WASHINGTON (Reuters) – A chat with U.S. Democratic lawmaker Alexandria Ocasio-Cortez drew more than a million viewers overnight to a website best-known for video game players, where she dissected this week’s headline-grabbing battle between Reddit online traders and hedge funds.
A champion of the progressive left, the 31-year-old New Yorker in the U.S. House of Representatives hosted a talk on Twitch https://www.twitch.tv/videos/892140641 about short-selling, lobbying dollars and a hot stock: GameStop Corp.
“For so many people at home that are seeing this happen, people were really feeling like everyday people were finally able to proactively organize and get back at the folks that have historically had all the marbles on Wall Street and forced one hedge fund into an existential crisis,” said the lawmaker, known as “AOC.”
A member of the House’s powerful Financial Services committee, Ocasio-Cortez has a Twitch channel with one million followers and promoted the Thursday broadcast to her 12 million followers on Twitter.

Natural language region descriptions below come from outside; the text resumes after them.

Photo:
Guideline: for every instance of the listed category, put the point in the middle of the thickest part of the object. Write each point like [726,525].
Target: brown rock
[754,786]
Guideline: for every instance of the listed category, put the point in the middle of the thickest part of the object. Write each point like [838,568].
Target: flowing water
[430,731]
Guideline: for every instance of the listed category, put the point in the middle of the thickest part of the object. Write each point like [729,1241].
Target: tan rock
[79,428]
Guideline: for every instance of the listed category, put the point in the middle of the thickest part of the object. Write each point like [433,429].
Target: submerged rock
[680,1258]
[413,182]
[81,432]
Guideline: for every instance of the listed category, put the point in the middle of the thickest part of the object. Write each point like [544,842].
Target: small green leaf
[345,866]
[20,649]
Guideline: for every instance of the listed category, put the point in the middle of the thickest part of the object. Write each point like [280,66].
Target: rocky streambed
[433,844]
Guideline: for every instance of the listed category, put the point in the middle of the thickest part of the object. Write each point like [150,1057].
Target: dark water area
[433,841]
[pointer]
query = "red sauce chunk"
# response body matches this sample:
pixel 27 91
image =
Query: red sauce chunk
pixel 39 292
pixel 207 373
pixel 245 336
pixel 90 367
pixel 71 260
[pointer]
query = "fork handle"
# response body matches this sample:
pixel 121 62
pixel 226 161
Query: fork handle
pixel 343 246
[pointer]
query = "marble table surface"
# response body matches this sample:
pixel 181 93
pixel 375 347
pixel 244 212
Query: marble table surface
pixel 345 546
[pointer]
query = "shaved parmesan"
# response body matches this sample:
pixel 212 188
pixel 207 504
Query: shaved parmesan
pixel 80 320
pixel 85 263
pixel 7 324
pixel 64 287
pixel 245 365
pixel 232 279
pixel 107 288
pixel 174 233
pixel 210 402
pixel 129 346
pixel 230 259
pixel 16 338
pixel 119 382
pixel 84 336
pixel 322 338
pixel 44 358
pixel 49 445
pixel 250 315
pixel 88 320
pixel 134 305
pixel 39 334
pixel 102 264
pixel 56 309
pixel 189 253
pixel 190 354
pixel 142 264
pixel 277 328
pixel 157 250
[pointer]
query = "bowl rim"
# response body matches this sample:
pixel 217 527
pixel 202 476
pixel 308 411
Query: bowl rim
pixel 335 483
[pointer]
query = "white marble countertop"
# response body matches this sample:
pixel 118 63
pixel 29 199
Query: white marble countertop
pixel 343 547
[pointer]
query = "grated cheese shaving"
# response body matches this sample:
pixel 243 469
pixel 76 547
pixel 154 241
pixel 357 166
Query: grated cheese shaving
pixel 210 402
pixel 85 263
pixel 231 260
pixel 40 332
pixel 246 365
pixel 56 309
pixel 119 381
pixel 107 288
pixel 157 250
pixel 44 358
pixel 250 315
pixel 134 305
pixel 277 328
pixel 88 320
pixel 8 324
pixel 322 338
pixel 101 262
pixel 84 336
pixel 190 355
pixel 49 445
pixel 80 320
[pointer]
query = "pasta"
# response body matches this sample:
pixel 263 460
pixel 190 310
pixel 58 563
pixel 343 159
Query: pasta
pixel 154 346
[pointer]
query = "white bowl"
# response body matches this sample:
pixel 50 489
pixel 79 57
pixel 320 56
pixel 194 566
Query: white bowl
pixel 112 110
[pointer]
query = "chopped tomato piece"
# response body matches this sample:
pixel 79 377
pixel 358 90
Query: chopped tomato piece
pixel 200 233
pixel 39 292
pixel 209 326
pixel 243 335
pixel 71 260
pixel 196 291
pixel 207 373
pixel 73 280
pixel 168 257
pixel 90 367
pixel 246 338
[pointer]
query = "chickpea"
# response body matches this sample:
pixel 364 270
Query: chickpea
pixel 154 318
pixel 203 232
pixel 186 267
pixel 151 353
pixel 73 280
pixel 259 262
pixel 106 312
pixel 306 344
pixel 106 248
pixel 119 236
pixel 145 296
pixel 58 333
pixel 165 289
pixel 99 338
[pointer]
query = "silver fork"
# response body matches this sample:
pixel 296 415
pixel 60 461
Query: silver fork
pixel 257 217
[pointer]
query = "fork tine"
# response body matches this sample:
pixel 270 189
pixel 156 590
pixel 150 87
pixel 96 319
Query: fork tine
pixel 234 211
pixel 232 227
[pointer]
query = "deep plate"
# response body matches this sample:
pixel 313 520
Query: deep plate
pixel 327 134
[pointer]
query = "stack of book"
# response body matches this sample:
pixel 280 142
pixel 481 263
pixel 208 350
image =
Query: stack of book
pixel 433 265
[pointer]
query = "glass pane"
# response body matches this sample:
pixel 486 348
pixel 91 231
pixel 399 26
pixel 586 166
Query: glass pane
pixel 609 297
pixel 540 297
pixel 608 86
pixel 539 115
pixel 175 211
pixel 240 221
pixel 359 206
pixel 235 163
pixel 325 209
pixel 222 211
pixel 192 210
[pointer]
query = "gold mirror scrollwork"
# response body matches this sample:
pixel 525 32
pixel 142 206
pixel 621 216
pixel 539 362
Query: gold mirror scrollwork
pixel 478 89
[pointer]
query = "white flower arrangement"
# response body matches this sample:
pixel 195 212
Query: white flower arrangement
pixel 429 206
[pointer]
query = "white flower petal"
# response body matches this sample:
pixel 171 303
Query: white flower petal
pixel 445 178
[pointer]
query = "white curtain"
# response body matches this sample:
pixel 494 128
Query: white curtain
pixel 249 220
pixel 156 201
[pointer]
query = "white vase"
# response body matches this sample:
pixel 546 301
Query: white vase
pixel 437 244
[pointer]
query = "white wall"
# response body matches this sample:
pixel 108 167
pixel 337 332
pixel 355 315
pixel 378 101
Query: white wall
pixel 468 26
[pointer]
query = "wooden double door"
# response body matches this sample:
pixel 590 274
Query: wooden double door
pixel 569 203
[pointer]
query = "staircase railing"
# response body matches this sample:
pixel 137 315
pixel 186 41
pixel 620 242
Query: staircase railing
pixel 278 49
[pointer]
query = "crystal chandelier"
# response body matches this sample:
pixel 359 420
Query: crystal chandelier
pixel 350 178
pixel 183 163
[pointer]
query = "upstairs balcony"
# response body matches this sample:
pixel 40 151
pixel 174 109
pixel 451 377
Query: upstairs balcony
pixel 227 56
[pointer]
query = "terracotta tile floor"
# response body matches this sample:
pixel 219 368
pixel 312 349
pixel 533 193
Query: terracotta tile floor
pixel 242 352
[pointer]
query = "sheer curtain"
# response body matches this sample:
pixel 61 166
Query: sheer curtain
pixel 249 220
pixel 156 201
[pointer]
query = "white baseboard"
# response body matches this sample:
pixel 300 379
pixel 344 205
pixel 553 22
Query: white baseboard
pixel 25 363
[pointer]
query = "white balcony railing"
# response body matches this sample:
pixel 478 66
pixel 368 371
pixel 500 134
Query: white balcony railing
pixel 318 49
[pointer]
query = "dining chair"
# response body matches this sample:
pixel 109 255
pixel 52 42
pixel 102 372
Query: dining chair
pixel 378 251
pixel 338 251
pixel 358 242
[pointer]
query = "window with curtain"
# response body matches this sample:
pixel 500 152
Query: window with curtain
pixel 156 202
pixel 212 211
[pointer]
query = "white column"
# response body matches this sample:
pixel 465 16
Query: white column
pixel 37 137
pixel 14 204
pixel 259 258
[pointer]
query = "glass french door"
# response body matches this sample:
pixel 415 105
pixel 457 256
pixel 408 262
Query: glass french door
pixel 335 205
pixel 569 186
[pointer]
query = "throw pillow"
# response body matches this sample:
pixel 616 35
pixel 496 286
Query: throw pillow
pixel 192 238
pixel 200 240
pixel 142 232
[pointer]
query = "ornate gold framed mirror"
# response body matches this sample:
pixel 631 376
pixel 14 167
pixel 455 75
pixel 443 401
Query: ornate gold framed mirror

GameStop, a video game retailer with 5,000 branches, has become the face of a showdown between an army of retail investors who have bought shares of the stock and sent it sky-rocketing, and wealthy Wall Street hedge funds who bet shares of the stock would fall, and are being squeezed.

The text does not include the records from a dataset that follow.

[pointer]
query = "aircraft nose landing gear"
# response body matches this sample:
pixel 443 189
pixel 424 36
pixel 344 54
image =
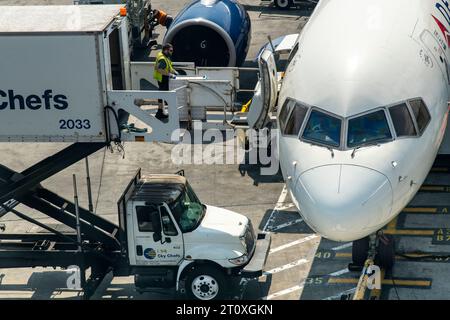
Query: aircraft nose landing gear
pixel 379 247
pixel 371 254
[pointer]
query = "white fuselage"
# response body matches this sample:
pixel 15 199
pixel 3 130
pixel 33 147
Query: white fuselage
pixel 355 56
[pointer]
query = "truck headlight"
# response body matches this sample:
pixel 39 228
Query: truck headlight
pixel 239 260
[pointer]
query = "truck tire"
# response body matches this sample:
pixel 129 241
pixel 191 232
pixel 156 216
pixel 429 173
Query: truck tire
pixel 283 4
pixel 206 283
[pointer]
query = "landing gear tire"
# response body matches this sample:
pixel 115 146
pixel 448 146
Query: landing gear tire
pixel 283 4
pixel 206 283
pixel 386 252
pixel 360 250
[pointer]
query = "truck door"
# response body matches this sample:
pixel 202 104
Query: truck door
pixel 149 250
pixel 266 92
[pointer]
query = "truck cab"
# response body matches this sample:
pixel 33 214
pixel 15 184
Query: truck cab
pixel 174 240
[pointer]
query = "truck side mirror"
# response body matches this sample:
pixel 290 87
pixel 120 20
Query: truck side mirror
pixel 156 222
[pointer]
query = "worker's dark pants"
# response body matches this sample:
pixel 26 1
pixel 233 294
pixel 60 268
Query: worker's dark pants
pixel 163 86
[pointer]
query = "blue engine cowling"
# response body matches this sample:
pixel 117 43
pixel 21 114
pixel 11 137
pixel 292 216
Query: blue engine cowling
pixel 212 33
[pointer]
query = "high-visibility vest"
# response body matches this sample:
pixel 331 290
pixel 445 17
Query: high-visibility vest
pixel 169 66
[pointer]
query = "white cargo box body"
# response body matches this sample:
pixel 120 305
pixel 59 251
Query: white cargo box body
pixel 55 71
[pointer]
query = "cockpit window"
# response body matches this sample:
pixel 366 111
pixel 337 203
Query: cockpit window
pixel 295 120
pixel 403 123
pixel 420 113
pixel 323 128
pixel 285 112
pixel 369 128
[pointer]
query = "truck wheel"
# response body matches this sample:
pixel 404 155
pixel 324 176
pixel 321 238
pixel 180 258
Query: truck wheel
pixel 283 4
pixel 205 283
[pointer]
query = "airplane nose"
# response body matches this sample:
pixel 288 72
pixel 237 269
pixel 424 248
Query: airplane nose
pixel 344 202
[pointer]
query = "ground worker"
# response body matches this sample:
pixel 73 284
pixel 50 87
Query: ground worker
pixel 163 71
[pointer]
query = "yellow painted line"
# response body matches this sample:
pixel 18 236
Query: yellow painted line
pixel 398 282
pixel 412 255
pixel 411 232
pixel 420 210
pixel 437 169
pixel 343 255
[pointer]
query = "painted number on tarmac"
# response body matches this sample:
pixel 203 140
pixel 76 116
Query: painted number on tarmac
pixel 441 236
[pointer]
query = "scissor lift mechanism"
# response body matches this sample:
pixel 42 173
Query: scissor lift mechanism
pixel 100 248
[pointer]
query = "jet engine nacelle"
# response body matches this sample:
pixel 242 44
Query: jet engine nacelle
pixel 212 33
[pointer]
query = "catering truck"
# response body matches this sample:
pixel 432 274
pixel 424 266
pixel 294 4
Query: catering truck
pixel 67 77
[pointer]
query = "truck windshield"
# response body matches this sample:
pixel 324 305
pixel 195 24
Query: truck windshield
pixel 188 211
pixel 368 129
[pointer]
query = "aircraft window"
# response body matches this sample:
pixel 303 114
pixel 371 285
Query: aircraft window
pixel 323 128
pixel 295 120
pixel 403 123
pixel 367 129
pixel 420 113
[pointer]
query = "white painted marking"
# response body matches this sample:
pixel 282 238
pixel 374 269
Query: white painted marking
pixel 339 295
pixel 286 267
pixel 346 245
pixel 280 202
pixel 285 225
pixel 283 292
pixel 294 243
pixel 339 273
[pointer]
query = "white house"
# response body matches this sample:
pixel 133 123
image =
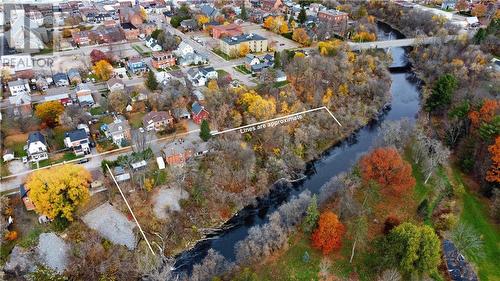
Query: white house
pixel 36 147
pixel 19 87
pixel 77 140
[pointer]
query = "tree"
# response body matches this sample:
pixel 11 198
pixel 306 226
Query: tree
pixel 59 191
pixel 493 174
pixel 97 55
pixel 244 49
pixel 300 35
pixel 151 82
pixel 205 131
pixel 302 17
pixel 412 248
pixel 243 14
pixel 102 69
pixel 49 112
pixel 467 241
pixel 479 10
pixel 386 167
pixel 442 93
pixel 328 235
pixel 312 216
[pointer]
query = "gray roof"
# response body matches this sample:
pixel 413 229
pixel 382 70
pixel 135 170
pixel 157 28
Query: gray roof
pixel 242 38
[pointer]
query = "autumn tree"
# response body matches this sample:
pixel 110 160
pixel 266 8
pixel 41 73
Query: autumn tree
pixel 102 69
pixel 244 50
pixel 493 174
pixel 49 112
pixel 412 248
pixel 328 235
pixel 442 93
pixel 59 191
pixel 300 35
pixel 386 167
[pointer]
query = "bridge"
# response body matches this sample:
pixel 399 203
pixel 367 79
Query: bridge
pixel 407 42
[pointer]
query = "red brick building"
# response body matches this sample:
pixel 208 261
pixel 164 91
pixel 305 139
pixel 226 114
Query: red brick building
pixel 162 59
pixel 226 30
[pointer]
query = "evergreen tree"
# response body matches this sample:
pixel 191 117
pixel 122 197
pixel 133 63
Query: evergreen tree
pixel 151 82
pixel 312 215
pixel 302 15
pixel 205 131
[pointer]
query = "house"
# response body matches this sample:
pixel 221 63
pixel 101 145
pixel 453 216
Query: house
pixel 19 87
pixel 232 45
pixel 136 65
pixel 115 84
pixel 8 155
pixel 77 140
pixel 189 25
pixel 60 79
pixel 74 76
pixel 162 60
pixel 23 193
pixel 157 120
pixel 198 112
pixel 42 84
pixel 230 30
pixel 118 130
pixel 36 147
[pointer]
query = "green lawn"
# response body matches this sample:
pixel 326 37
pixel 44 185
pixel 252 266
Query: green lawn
pixel 475 214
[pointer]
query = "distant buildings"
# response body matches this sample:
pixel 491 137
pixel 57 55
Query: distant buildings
pixel 231 45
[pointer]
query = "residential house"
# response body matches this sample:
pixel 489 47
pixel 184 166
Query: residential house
pixel 198 112
pixel 19 87
pixel 36 147
pixel 229 30
pixel 24 194
pixel 42 84
pixel 60 79
pixel 77 140
pixel 189 25
pixel 115 84
pixel 157 120
pixel 136 65
pixel 162 59
pixel 232 45
pixel 21 105
pixel 74 76
pixel 118 130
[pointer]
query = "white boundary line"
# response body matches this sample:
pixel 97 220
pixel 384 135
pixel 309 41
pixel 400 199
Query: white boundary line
pixel 130 209
pixel 278 118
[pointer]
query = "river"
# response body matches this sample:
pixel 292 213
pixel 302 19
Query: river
pixel 405 103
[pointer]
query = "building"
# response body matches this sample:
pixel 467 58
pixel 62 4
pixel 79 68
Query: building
pixel 162 59
pixel 226 30
pixel 115 84
pixel 137 65
pixel 199 113
pixel 157 120
pixel 19 87
pixel 231 45
pixel 77 140
pixel 118 131
pixel 36 147
pixel 333 17
pixel 60 79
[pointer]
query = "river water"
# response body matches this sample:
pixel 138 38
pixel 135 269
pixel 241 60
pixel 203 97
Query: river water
pixel 405 103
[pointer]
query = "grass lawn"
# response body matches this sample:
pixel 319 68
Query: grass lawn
pixel 475 214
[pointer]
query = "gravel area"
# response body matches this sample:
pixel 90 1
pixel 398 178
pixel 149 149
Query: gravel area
pixel 112 225
pixel 167 200
pixel 53 251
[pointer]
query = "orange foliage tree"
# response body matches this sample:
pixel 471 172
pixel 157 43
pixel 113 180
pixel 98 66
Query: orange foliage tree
pixel 328 236
pixel 386 167
pixel 493 174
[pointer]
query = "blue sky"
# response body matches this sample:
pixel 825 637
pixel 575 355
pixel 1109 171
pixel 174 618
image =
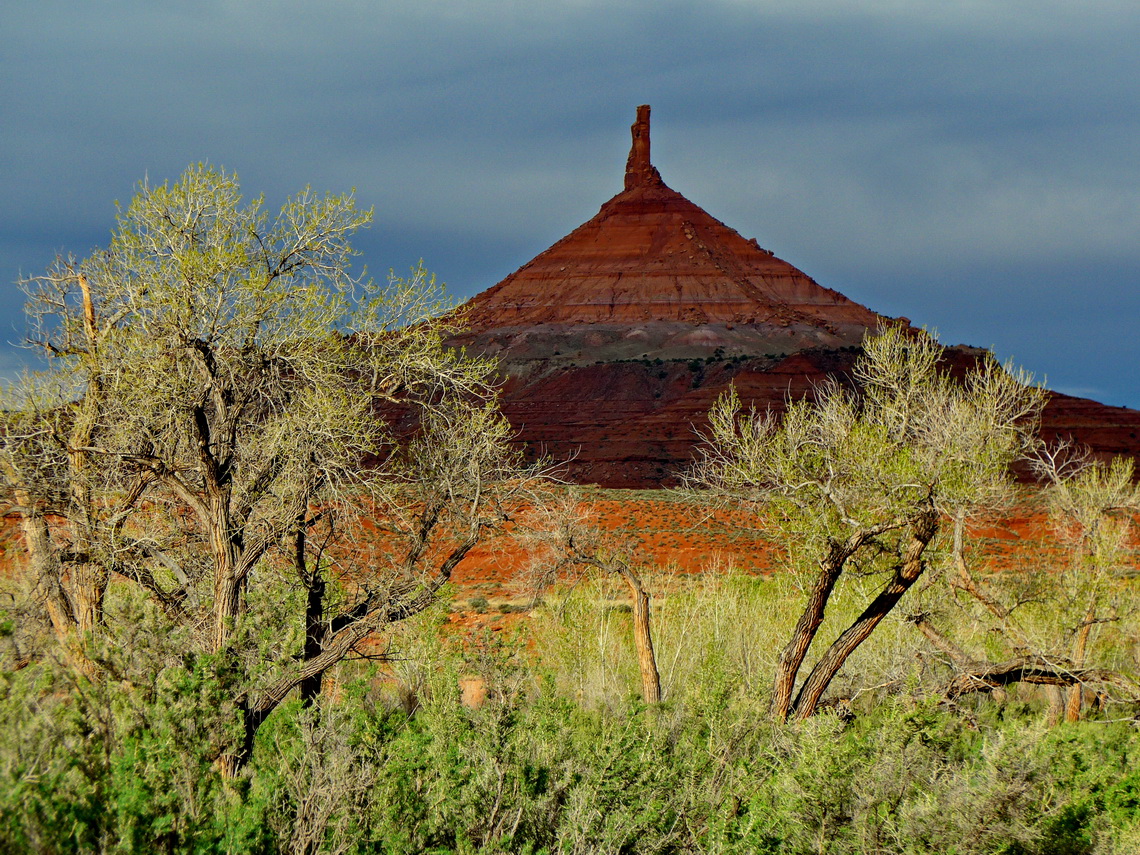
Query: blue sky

Ocasio-Cortez hosted Alexis Goldstein, a former Wall Street employee who now pushes for financial reform; Alexis Ohanian, the co-founder of Reddit (and husband of tennis star Serena Williams); and video blogger The Stock Guy. They discussed the intricacies of option trading and the complicated role hedge funds play in markets.
The U.S. government has struggled to educate the general public about the risks of stock trading. On Friday the White House referred questions about whose responsibility that was to the Securities and Exchange Commission, which has scolded investors over the GameStop developments.

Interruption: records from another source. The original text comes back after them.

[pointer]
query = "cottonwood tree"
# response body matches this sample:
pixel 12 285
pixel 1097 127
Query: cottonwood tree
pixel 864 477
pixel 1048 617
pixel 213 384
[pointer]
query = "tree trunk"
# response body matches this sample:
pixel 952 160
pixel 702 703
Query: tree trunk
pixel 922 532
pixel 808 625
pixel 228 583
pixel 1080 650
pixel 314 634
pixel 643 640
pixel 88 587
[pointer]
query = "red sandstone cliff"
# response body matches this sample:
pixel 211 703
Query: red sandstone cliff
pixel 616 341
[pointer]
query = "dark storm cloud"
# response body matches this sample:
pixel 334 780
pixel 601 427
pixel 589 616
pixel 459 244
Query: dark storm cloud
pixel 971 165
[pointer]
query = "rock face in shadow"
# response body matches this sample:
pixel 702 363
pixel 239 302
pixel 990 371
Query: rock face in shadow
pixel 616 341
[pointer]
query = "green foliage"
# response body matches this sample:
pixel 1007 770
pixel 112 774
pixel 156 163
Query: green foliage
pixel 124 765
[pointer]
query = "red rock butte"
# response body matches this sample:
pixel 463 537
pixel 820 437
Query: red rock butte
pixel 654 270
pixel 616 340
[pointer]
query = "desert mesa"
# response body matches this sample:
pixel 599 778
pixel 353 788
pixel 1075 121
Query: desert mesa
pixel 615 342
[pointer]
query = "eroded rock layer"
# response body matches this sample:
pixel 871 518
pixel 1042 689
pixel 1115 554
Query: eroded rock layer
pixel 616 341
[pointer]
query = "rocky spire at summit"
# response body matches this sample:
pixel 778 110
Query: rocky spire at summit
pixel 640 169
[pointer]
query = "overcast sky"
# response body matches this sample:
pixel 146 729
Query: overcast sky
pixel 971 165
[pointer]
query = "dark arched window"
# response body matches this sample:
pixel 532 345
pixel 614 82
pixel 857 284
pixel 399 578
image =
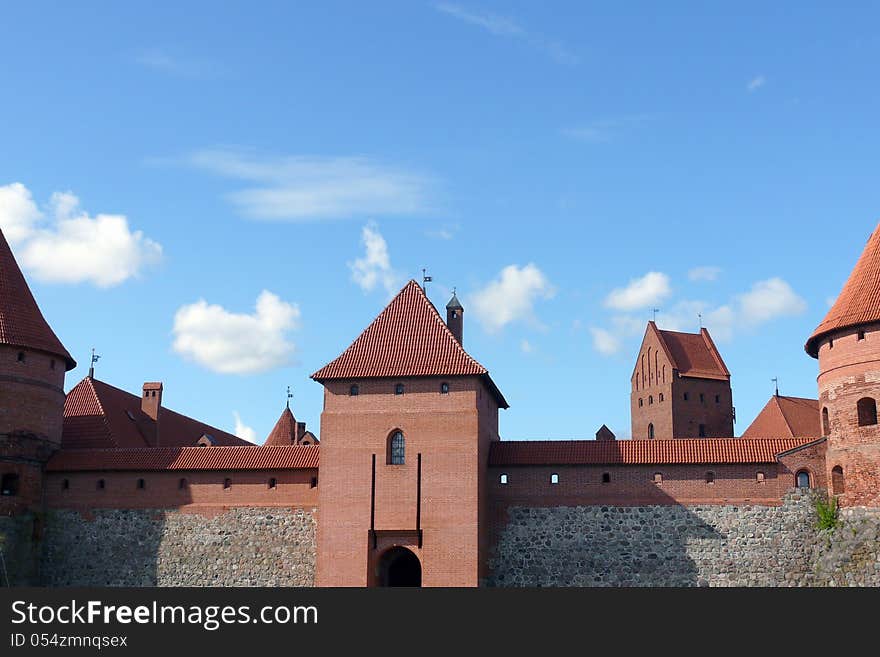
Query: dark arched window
pixel 396 448
pixel 9 484
pixel 838 486
pixel 867 408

Many Americans have lingering resentment from the 2007-2009 global financial crisis, which caused millions of people to lose their jobs and their homes, Ocasio-Cortez said.
“A little over 10 years ago, all of us got screwed, frankly, in the recession, and so much of this moment too is that we never saw a single person who was responsible … we didn’t see anyone go to jail for that,” she said.